Compile NodeJS To Executable

Table of contents

You can bundle your NodeJS project into a single executable program for several operating systems using the PKG CLI tool [↗]. This is a tool provided by Vercel [↗].

You do not need to be a customer of Vercel to use this tool as it is free and open source.

This is ideal for building and distributing CLI tools without requiring the end user to have NodeJS and your project dependencies installed.

You might also use it to deploy your application as a single binary onto your server which reduces your deployment steps.

PKG supports macOS, Windows (x64, arm64, armv6, armv7), and several flavors of Linux (alpine, Linux, Linuxstatic).

Installing PKG

PKG is an NPM package [↗]. You can install this globally and use it directly from the command line.

$ npm install -g pkg

Compiling for different operating systems

As mentioned earlier PKG supports multiple platforms. You can generate binaries for all supported operating systems using whichever operating system you are currently running.

It also supports compilation using different NodeJS versions with Node 8 being the least supported version. Again you don't need to have the Node version used in compilation installed locally.

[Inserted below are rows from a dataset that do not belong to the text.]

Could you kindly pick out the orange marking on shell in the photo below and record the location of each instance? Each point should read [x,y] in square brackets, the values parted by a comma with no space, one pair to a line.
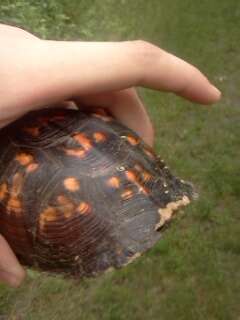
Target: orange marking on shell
[149,153]
[114,182]
[82,139]
[71,184]
[32,167]
[138,167]
[99,137]
[84,208]
[127,194]
[67,206]
[3,191]
[33,131]
[131,176]
[133,140]
[17,184]
[14,204]
[77,152]
[102,117]
[146,176]
[24,158]
[44,120]
[48,215]
[58,117]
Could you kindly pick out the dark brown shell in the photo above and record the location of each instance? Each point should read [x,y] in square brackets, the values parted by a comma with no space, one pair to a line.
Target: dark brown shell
[80,193]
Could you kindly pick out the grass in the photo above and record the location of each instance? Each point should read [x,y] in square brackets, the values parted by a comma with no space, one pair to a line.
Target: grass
[193,272]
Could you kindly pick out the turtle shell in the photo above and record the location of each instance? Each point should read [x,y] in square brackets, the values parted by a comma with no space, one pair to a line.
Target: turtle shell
[81,193]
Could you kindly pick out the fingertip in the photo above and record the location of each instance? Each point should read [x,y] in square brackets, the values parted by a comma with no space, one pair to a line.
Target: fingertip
[216,93]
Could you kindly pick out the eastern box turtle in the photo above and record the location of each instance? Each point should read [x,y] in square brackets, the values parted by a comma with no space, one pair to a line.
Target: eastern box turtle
[81,193]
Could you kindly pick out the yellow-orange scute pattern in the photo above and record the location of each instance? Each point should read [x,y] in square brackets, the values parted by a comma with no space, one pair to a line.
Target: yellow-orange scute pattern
[48,215]
[66,206]
[83,140]
[99,137]
[127,194]
[71,184]
[77,152]
[24,158]
[3,191]
[14,204]
[33,131]
[84,208]
[113,182]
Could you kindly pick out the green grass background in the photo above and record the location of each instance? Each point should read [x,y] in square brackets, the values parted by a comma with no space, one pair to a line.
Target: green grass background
[193,272]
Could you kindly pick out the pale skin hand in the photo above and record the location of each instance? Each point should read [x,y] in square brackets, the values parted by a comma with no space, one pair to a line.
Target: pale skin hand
[35,73]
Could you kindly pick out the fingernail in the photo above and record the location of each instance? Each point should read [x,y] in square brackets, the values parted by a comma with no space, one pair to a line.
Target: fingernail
[217,93]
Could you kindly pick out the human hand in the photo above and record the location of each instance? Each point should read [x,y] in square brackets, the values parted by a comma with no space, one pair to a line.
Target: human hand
[35,73]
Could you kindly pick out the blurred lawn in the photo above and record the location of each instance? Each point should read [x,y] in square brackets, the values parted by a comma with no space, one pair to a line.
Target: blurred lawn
[193,272]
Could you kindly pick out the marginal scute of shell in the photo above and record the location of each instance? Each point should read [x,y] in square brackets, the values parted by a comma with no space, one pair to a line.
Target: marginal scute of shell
[166,213]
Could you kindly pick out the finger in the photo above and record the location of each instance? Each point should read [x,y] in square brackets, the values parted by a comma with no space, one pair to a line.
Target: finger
[97,67]
[54,71]
[11,271]
[126,107]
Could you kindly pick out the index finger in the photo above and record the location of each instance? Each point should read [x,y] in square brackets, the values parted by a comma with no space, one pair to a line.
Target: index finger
[61,70]
[108,66]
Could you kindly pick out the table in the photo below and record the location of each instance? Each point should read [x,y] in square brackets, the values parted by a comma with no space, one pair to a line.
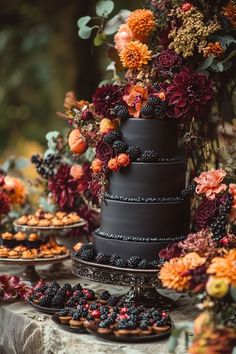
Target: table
[26,331]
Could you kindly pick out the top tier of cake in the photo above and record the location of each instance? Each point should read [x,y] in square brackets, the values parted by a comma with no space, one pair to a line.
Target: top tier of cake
[159,135]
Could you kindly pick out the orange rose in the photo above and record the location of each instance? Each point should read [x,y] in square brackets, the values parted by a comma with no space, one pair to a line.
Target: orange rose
[123,160]
[77,142]
[107,125]
[135,98]
[96,165]
[76,171]
[113,164]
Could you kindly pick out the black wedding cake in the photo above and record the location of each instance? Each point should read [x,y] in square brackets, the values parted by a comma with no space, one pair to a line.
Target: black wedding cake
[144,208]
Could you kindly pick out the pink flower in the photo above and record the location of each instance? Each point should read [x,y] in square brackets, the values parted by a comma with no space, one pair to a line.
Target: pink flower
[123,37]
[209,183]
[232,191]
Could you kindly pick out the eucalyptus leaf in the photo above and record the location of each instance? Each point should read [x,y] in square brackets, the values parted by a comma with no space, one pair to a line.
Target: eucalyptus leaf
[233,293]
[207,62]
[104,8]
[85,32]
[99,39]
[82,21]
[21,162]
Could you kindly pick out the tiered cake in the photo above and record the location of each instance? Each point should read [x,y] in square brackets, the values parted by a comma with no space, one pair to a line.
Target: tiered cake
[143,210]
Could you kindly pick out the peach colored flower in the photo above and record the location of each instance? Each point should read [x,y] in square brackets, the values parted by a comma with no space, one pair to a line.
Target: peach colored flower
[76,171]
[136,98]
[135,55]
[209,183]
[123,37]
[232,191]
[16,190]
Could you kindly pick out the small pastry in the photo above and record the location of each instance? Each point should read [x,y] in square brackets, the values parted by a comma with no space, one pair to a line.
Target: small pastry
[76,320]
[64,316]
[104,327]
[13,254]
[57,222]
[44,223]
[7,236]
[33,237]
[60,214]
[4,252]
[22,220]
[33,222]
[20,236]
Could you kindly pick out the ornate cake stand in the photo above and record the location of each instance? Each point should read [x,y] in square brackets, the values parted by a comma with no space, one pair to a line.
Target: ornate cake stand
[29,273]
[142,282]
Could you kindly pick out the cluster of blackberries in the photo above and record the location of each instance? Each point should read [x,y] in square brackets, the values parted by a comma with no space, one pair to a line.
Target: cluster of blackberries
[148,156]
[219,223]
[46,167]
[154,107]
[121,111]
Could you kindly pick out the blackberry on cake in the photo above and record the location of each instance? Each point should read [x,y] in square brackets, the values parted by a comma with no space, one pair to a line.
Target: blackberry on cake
[148,156]
[133,152]
[119,146]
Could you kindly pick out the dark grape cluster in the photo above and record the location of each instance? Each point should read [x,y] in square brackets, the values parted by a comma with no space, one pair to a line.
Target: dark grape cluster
[46,167]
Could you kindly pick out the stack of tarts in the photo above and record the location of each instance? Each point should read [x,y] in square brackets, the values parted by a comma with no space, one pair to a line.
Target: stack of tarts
[110,319]
[42,219]
[48,250]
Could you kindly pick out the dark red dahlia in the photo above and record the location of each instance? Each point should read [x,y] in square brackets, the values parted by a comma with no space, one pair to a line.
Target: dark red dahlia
[4,203]
[64,188]
[189,94]
[106,98]
[167,62]
[205,212]
[104,152]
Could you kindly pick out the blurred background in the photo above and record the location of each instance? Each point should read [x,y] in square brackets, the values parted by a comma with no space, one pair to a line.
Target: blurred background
[41,58]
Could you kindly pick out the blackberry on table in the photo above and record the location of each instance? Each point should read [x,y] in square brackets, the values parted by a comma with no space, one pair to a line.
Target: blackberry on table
[121,263]
[148,156]
[147,111]
[133,152]
[119,146]
[133,261]
[102,258]
[114,258]
[109,138]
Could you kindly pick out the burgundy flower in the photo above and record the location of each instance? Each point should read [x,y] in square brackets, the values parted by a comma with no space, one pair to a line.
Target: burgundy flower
[106,98]
[206,210]
[104,152]
[189,94]
[166,62]
[4,203]
[64,188]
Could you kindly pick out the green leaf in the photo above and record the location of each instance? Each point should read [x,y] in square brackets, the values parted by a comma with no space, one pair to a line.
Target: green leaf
[207,62]
[99,39]
[104,8]
[82,21]
[233,293]
[85,32]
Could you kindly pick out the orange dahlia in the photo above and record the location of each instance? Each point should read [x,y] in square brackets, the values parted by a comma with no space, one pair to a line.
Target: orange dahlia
[174,274]
[135,55]
[224,267]
[142,23]
[230,13]
[16,190]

To compile your project, CD into the project directory and run the following command:

$ pkg -t node12-linux,node14-linux,node14-win index.js -o output-name

This will generate the requested binaries within that directory.

Running the executable

Once compiled you can run your program like you would any executable. The generated binaries can be found in the directory where the compilation was performed.

$ ./output-name-node14-linux

How does it work?

During compilation, PKG fetches the requested or latest pre-compiled version of NodeJS for the respective platform. This is known as the "base binary".It contains everything needed to run your NodeJS application in isolation.

Your project files are then bundled together with the pre-compiled base binary to form the resulting executable.

If you happen to have assets/project files, not within the project directory, PKG will fetch and remap the path using a virtual directory structure. This ensures that your binary can be shipped without having issues with assets pulled in using absolute paths.